I have just started learning about groups and rings and I'm stuck on one exercise. I don't understand what $S^u$ really is and don't know where to start. So if anybody could help me with it, it would be amazing.
The exercise is the following:
Let $S$ be a semigroup, and let $u$ be an element such that $u \notin S$. On the disjoint union $S \sqcup\{u\}$ we define a binary operation $$\cdot \colon (S \sqcup\{u\}) \times(S \sqcup\{u\}) \rightarrow(S \sqcup\{u\})$$ given by: $$ \left \{ \begin{array}[cc] ss \cdot t=s t & \text{if } s, t \in S , \\ s \cdot u=u \cdot s=s & \text{if } s \in S, \\ u \cdot u=u & \end{array} \right. $$ The resulting semigroup $S^{u}$ is a monoid. We define the unitization $\hat{S}$ of $S$ as $$\hat{S}= \left \{ \begin{array}[cc] SS & \text{if } S \text{ is a monoid} \\ S^{u} & \text{otherwise} \end{array} \right. $$
Prove that if $M$ is a monoid and $\alpha: S \rightarrow M$ is a homomorphism, there exists a unique homomorphism of monoids $\hat{\alpha}: \hat{S} \rightarrow M$ such that $\hat{\alpha}(x)=\alpha(x)$ if $x \in S$.

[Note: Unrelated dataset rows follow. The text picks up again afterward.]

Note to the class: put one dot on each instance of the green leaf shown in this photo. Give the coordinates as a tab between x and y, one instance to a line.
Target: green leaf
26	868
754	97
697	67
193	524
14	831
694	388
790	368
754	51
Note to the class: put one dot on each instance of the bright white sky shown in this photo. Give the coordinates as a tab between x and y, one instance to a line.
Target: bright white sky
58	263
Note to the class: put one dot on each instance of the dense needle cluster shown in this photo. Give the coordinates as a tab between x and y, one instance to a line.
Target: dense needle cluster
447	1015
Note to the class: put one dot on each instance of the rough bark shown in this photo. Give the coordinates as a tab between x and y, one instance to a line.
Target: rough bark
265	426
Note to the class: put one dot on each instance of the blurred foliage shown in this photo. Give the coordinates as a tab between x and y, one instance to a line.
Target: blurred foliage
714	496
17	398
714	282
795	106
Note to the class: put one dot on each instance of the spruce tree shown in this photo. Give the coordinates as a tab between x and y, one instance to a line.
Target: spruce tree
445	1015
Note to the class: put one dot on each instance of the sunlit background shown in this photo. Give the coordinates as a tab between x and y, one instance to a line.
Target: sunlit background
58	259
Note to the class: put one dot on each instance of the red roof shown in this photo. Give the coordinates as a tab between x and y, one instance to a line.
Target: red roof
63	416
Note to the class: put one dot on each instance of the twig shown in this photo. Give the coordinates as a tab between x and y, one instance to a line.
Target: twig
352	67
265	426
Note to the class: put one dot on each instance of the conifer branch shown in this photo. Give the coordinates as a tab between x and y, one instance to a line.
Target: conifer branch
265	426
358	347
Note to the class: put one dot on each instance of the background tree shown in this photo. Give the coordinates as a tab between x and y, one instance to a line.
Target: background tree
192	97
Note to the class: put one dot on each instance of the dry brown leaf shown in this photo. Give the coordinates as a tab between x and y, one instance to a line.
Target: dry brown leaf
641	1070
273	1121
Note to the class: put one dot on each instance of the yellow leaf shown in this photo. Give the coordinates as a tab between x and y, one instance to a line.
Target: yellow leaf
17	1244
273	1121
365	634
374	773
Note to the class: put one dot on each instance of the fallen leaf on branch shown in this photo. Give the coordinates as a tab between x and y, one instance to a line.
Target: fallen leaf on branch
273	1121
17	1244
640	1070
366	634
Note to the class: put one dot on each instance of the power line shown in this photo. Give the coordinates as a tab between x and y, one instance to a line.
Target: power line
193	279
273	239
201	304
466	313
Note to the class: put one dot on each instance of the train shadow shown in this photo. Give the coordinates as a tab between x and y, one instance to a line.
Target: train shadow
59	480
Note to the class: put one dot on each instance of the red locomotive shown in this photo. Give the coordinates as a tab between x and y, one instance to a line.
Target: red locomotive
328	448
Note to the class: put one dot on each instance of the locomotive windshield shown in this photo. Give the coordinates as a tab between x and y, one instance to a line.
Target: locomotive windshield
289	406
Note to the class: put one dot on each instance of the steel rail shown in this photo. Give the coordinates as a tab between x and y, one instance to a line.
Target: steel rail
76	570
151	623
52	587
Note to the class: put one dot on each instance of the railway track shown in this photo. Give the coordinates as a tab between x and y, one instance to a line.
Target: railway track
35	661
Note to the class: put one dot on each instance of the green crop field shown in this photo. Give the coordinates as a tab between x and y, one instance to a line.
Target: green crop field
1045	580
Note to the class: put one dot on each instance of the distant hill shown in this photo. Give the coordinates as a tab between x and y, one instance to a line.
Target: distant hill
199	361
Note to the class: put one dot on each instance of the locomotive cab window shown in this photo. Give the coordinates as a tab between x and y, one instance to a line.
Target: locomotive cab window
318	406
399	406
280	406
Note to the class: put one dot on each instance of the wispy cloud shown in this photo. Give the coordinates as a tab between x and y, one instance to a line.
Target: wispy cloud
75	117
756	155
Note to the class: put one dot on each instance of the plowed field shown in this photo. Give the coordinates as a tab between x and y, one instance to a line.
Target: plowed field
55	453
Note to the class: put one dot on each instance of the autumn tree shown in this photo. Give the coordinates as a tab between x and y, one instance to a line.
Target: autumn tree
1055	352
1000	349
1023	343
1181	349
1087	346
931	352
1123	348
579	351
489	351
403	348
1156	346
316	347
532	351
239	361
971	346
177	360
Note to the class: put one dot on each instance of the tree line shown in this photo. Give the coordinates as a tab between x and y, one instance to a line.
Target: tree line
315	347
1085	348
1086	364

If $S$ is a monoid, then $\hat S = S$ and $\hat \alpha = \alpha$. Otherwise, $\hat S = S^u$. Let $1$ be the identity of $M$. If $\hat \alpha$ exists, it is necessarily defined by $$ (*) \quad \hat \alpha(s) = \begin{cases} \alpha(s) &\text{if $s \in S\quad$ (by definition)} \\ 1 &\text{if $s = u\quad$ (by definition of a homomorphism of monoids)} \end{cases} $$ This proves unicity. It remains to prove that $(*)$ defines a homomorphism of monoids. Let $s, t \in S^u$. Then $$ \hat\alpha(s)\hat\alpha(t) = \begin{cases} \alpha(s)\alpha(t) = \alpha(st) = \hat\alpha(st) &\text{if $s,t \in S$}\\ \alpha(s)1 = \alpha(s) = \alpha(su) = \hat\alpha(st) &\text{if $s \in S$ and $t=u$}\\ 1\alpha(t) = \alpha(t) = \alpha(ut) = \hat\alpha(st) &\text{if $s = u$ and $t \in S$}\\ 1 = \hat\alpha(st) & \text{if $s = t = u$}\end{cases} $$ and thus $\hat \alpha(s)\hat\alpha(t) = \hat\alpha(st)$ in all cases. Moreover $\hat\alpha(u) = 1$ by definition.